Combining drilling and workover operations, the company performed 3.8 rig years of work in 2015, 1.8 rig years of work in 2016 and proposed 1.3 rig years of work for 2017.

Greater Point McIntyre Area

The future of the Greater Point McIntyre Area depends on seismic.

BP conducted the North Prudhoe seismic survey over the northern portion of the Prudhoe Bay unit in 2014 and 2015, completed the survey in April 2015 and completed a stage of the processing in September 2016, according to its most recent plan of development.

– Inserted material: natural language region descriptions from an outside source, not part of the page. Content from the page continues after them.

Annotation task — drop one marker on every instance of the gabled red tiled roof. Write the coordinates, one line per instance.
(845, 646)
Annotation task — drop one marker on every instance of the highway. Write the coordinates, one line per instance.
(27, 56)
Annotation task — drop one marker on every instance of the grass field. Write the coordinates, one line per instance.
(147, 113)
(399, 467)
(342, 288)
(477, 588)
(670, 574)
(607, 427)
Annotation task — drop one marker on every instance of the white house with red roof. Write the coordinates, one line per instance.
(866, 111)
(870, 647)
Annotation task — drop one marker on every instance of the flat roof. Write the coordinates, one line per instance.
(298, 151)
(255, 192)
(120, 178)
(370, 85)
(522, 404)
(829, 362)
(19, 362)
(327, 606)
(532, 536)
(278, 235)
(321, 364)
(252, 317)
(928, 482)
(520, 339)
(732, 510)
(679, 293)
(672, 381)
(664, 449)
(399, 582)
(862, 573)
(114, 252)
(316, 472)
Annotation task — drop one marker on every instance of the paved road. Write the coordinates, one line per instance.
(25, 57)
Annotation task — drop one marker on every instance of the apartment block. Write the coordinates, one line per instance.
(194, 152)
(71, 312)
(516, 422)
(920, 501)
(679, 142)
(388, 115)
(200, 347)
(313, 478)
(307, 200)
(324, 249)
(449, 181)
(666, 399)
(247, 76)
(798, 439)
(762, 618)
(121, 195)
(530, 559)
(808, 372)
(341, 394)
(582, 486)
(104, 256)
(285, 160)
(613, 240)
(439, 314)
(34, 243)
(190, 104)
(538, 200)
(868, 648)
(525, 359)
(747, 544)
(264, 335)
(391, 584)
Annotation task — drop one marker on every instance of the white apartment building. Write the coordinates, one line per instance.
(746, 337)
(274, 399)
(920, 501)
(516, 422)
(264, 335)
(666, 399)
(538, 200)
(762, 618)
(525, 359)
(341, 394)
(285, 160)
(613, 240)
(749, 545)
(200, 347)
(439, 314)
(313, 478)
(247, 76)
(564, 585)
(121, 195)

Results will likely guide future development decision. “Interpretation of the data is currently being prioritized across the Prudhoe Bay Unit. Interpretation will focus on improving the structure mapping over the field and an understanding of the subsurface areas of interest (Kuparuk, Sag, Ivishak, Lisburne, and Alapah intervals),” BP wrote.

Liquids production increased at the Lisburne, Niakuk and Raven fields, declined at the Point McIntyre field and was offline at the North Prudhoe Bay and West Beach fields.

The only drilling activities planned for the Greater Point McIntyre Area this year are one development well at the Lisburne field and one development well at the Raven field.

BP drilled the L3-25 well at the Lisburne field this year and said it was considering several potential well locations for the future. The company completed two wells - L1-13 and L5-12A - and performed 18 rate-adding workover projects at 17 existing wells in 2016. The company also made its Lisburne Gas Cap Water Injection Project permanent in late January 2017, after the AOGCC approved the continuation of the pilot project.

BP plans to drill the NK-15A injection well at the Raven field to target the South Fault Block at the field, at which point the existing NK-65A well would be converted to a producer from the Sag River formation “to recover remaining resource in that area.”

The company drilled the NK-38B sidetrack of the existing NK-38A sidetrack into an unswept portion of the Ivishak reservoir at Raven in 2016 and returned the NK-65A well to injection. The company drilled the NK-14B development well in March 2017, during the previous development year, to delineate the outer boundaries of the Raven oil pool.

BP made no firm drilling commitments at the Niakuk field for the current year, although the company said potential drilling targets are “continually being evaluated.” The company performed non-rig workover projects on the NK-42 and NK-09 wells in 2016.

BP also made no firm drilling commitments at the Point McIntyre field for the current year, but it expects improved production and operations from the largest field in the area after restoring the suspended Point McIntyre pipeline into Gathering Center 1 last year.

BP said that the results of the North Prudhoe seismic survey, and other technical assessments, could improve ongoing studies at North Prudhoe Bay and West Beach.

Western Satellites

After a year of strong production growth in 2016, the five fields that make up the Western Satellites at the Prudhoe Bay unit all experienced declines this past year.

Aurora produced 4,696 barrels of oil per day in the year ending June 2017, down from 6,303 bpd the year before and up from 4,305 bpd during the 2014-15 reporting year.

BP brought the S-113BL1 well online in the second half of 2016 and performed a workover at the S-109 well in the first quarter of this year. The company also performed 42 workover operations at Aurora during the reporting year - only four added production.